Importantly, the study does not prove that intentionally adjusting bevacizumab dose to hit a BBI target will improve outcomes. It shows association, not causation. Before any dosing changes are adopted in practice, prospective validation and pharmacokinetic-pharmacodynamic correlation are needed. Safety concerns also deserve caution, especially in HCC, where bleeding risk, varices, thrombosis, and renal vulnerability are clinically relevant even if not statistically different in this dataset.

How This Fits With Current Evidence

The IMbrave150 trial established atezolizumab plus bevacizumab as a first-line standard in unresectable HCC and remains the benchmark reference for this regimen. Subsequent real-world studies have broadly confirmed activity and manageable toxicity, but have also highlighted the influence of liver function, portal hypertension, and subsequent treatment sequencing on outcomes.

What has been less studied is drug exposure optimization. In oncology more broadly, body composition has emerged as a determinant of pharmacokinetics and toxicity for several systemic therapies. In HCC, sarcopenia has been associated with poorer outcomes across multiple treatment classes, including immunotherapy and tyrosine kinase inhibitors. This new study extends that line of inquiry by linking a simple anthropometric dosing index to efficacy in a widely used immune-antiangiogenic combination.

Guidelines from major societies such as ASCO, EASL, and NCCN currently recommend standard dosing based on the regimen tested in clinical trials, and this remains appropriate. Nothing in the present analysis justifies off-label dose manipulation outside careful study or highly individualized decision-making. However, the data may stimulate prospective work on whether body composition-informed dosing, therapeutic drug monitoring, or exposure-response modeling can refine immunotherapy combinations in HCC.

Practical Implications for Clinicians

At present, clinicians should not routinely alter bevacizumab dosing solely on the basis of this retrospective report. Standard atezolizumab plus bevacizumab dosing, pre-treatment endoscopic assessment for varices where appropriate, and close monitoring of blood pressure, urine protein, liver function, and decompensation risk remain the foundation of practice.

That said, the study does offer several practical insights. First, substantial interpatient variability in effective bevacizumab exposure likely exists despite nominally standardized dosing. Second, body size metrics beyond weight may matter in HCC. Third, future studies evaluating treatment failure with atezolizumab plus bevacizumab should consider whether underexposure contributes in a subset of patients.

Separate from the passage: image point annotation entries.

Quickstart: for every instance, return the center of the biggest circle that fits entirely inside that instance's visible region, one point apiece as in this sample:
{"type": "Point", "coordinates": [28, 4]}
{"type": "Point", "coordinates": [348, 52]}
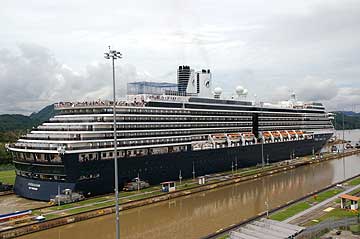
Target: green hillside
{"type": "Point", "coordinates": [351, 120]}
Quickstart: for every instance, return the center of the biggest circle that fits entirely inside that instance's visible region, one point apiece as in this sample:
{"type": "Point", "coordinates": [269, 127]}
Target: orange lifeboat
{"type": "Point", "coordinates": [275, 134]}
{"type": "Point", "coordinates": [248, 136]}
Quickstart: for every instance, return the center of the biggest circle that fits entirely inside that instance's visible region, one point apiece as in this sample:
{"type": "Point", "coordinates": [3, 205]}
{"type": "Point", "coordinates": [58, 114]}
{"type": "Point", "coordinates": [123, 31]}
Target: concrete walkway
{"type": "Point", "coordinates": [317, 206]}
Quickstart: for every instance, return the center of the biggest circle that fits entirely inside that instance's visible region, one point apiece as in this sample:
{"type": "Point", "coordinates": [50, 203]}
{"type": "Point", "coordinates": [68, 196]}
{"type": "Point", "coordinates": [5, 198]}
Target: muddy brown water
{"type": "Point", "coordinates": [203, 213]}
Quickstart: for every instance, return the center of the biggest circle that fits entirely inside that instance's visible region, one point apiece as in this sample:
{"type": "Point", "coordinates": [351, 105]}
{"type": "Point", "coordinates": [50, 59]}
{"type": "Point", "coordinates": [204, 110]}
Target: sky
{"type": "Point", "coordinates": [52, 51]}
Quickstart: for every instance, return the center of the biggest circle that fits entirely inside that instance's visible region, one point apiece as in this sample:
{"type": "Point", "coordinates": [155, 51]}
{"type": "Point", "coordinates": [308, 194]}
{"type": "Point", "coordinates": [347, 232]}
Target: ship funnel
{"type": "Point", "coordinates": [217, 92]}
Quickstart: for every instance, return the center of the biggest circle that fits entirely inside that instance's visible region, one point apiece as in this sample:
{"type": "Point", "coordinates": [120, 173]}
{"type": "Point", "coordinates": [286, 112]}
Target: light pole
{"type": "Point", "coordinates": [113, 55]}
{"type": "Point", "coordinates": [262, 138]}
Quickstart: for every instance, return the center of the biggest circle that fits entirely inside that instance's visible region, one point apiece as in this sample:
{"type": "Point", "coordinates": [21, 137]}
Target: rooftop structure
{"type": "Point", "coordinates": [153, 88]}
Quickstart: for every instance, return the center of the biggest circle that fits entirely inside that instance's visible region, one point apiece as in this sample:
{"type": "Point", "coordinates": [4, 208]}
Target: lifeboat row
{"type": "Point", "coordinates": [232, 139]}
{"type": "Point", "coordinates": [223, 140]}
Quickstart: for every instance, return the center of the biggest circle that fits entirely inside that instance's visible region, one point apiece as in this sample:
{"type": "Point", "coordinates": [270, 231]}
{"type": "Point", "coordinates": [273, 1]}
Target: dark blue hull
{"type": "Point", "coordinates": [162, 167]}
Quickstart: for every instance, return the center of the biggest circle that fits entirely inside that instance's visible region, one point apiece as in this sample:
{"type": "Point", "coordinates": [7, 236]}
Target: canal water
{"type": "Point", "coordinates": [203, 213]}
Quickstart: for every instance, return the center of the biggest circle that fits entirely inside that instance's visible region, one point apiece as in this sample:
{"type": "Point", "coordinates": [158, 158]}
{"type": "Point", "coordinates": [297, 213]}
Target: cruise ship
{"type": "Point", "coordinates": [162, 128]}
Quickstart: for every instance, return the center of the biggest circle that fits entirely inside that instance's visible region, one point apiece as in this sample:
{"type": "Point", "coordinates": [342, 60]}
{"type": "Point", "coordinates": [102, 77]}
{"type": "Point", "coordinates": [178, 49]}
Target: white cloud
{"type": "Point", "coordinates": [269, 47]}
{"type": "Point", "coordinates": [34, 78]}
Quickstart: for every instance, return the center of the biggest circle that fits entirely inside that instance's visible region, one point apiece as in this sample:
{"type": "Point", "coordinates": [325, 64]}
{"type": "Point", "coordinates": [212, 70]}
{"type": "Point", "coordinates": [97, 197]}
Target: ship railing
{"type": "Point", "coordinates": [87, 104]}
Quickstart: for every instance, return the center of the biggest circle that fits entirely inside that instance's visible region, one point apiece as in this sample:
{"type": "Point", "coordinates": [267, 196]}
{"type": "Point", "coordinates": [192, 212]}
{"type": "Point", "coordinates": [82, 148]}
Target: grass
{"type": "Point", "coordinates": [301, 206]}
{"type": "Point", "coordinates": [290, 211]}
{"type": "Point", "coordinates": [7, 176]}
{"type": "Point", "coordinates": [355, 229]}
{"type": "Point", "coordinates": [224, 237]}
{"type": "Point", "coordinates": [325, 195]}
{"type": "Point", "coordinates": [335, 214]}
{"type": "Point", "coordinates": [7, 166]}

For investigators, BBI may serve as a hypothesis-generating variable in translational and pharmacometric studies. For clinicians, it is mainly a reminder that host factors matter greatly when interpreting outcomes in advanced liver cancer.

Conclusion

In this large nationwide Japanese real-world study, a body surface area–adjusted bevacizumab exposure range of 106% to 121% was associated with improved progression-free survival, overall survival, and objective response in patients with unresectable HCC treated with atezolizumab plus bevacizumab, without a measurable increase in bevacizumab-related toxicity. The work is notable for identifying a nonlinear exposure-response relationship and for raising the possibility that weight-based dosing alone may not fully optimize treatment in this setting.

The findings are clinically provocative but should be viewed as hypothesis-generating. Prospective validation, pharmacokinetic studies, and external replication are needed before practice changes are considered. Even so, the study adds an important dimension to personalized therapy in HCC: not only choosing the right regimen, but potentially delivering the right exposure.

Funding and Trial Registration

The abstract as provided does not report funding details or a ClinicalTrials.gov registration number. Because this was a retrospective real-world analysis, prospective trial registration may not apply. Readers should consult the full Hepatology publication for any funding, conflicts of interest, and institutional review information.